The district court held that aiding and abetting claims are not actionable under ATS. Allowing this would be to give judges the power to effectuate an international boycott of any supposed human rights abuse, as doing business with a country that did not align perfectly with a judge’s perception of social justice would subject a company to litigation. This would undermine the sovereignty of other countries, international trade, and the executive branch’s ability to conduct foreign policy.
Free Enterprise, Limited Government
American Isuzu Motors v. Lungisile Ntsebeza, (U.S.) (petition stage)
Whether private corporations may be sued under the Alien Tort Statute (ATS), 28 U.S.C. 1350, for aiding and abetting the system of apartheid imposed by the former government of South Africa.
ALF’s Amicus Brief:
In an amicus brief ALF argues that holding international corporations liable for the actions of foreign governments undermines the international relations principle of comity, which requires that countries respect each other’s mutual sovereignty.
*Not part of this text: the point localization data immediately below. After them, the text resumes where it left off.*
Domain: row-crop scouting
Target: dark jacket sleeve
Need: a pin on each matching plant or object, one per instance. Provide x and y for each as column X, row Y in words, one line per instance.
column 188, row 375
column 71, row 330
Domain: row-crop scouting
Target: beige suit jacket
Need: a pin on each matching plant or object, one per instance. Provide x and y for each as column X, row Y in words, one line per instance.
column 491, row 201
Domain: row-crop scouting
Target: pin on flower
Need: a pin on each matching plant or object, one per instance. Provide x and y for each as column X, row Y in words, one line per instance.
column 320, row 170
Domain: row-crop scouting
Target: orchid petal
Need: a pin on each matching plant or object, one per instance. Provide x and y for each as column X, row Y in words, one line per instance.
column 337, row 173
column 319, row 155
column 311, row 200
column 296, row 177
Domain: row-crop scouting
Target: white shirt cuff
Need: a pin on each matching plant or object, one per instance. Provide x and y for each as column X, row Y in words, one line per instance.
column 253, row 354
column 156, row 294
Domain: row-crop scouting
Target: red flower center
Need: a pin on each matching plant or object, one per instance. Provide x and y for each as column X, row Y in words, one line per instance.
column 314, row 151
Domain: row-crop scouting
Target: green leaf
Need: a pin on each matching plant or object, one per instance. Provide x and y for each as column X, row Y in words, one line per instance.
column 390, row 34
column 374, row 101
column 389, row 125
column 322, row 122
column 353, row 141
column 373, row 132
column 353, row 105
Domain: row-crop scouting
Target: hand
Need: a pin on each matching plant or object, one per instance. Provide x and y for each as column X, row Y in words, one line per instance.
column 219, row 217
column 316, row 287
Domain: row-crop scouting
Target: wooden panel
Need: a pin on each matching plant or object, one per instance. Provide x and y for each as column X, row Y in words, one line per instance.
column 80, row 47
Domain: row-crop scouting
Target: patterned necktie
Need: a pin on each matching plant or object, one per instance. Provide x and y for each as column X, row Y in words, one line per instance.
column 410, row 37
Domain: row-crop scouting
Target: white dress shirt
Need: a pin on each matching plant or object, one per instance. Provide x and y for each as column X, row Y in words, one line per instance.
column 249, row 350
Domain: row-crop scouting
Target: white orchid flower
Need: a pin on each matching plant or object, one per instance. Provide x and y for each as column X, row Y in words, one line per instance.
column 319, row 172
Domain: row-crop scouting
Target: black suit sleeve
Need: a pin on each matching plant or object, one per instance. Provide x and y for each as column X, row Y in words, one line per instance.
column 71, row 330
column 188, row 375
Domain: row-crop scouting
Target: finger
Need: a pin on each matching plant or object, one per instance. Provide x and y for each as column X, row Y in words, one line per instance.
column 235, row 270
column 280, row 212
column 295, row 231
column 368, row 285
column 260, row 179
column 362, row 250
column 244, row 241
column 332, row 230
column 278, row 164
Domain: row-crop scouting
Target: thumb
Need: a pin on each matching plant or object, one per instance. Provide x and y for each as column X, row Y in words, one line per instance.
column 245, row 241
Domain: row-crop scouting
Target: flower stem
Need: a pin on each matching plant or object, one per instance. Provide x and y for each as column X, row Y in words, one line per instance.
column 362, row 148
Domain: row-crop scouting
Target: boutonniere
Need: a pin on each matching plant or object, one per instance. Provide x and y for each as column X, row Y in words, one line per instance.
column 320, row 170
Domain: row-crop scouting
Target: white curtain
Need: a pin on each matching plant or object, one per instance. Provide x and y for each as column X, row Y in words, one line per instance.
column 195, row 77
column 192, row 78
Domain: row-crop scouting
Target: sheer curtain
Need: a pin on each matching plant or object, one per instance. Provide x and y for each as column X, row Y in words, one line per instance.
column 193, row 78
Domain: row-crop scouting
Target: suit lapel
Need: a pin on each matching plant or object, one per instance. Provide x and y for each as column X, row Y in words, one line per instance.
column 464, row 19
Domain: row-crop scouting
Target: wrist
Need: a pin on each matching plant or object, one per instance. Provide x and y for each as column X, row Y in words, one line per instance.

South Africa has the right to address its apartheid past through its own courts and political system. Any attempt to punish South Africa is a political issue that should be addressed by the elected political branches, Congress or the Executive Branch. This expansion of tort liability to conduct that took place in South Africa would undermine South African attempts to rebuild their country, which is reliant on foreign investment, and be a jurisdictional overreach to adjudicate claims that would properly be brought before a Court in South Africa, or a court of international law. If comity is violated then other countries may reciprocate in holding companies liable for our policies that they disagree with. The strength of the United States may prevent this, however this will cause resentment, as the president of South Africa called this “the worst form of judicial imperialism.”
International relations, economic embargoes, and violation of international law are highly political questions that raise numerous prudential concerns. The Supreme Court should lay out precise rules for comity that prevent judicial imperialists from punishing companies that trade with countries whose domestic policies they disagree with. U.S. courts should hear cases that affect U.S. citizens, rather than those affecting foreigners that are properly held before foreign courts.
Lacking a quorum, the Supreme Court affirmed the court below.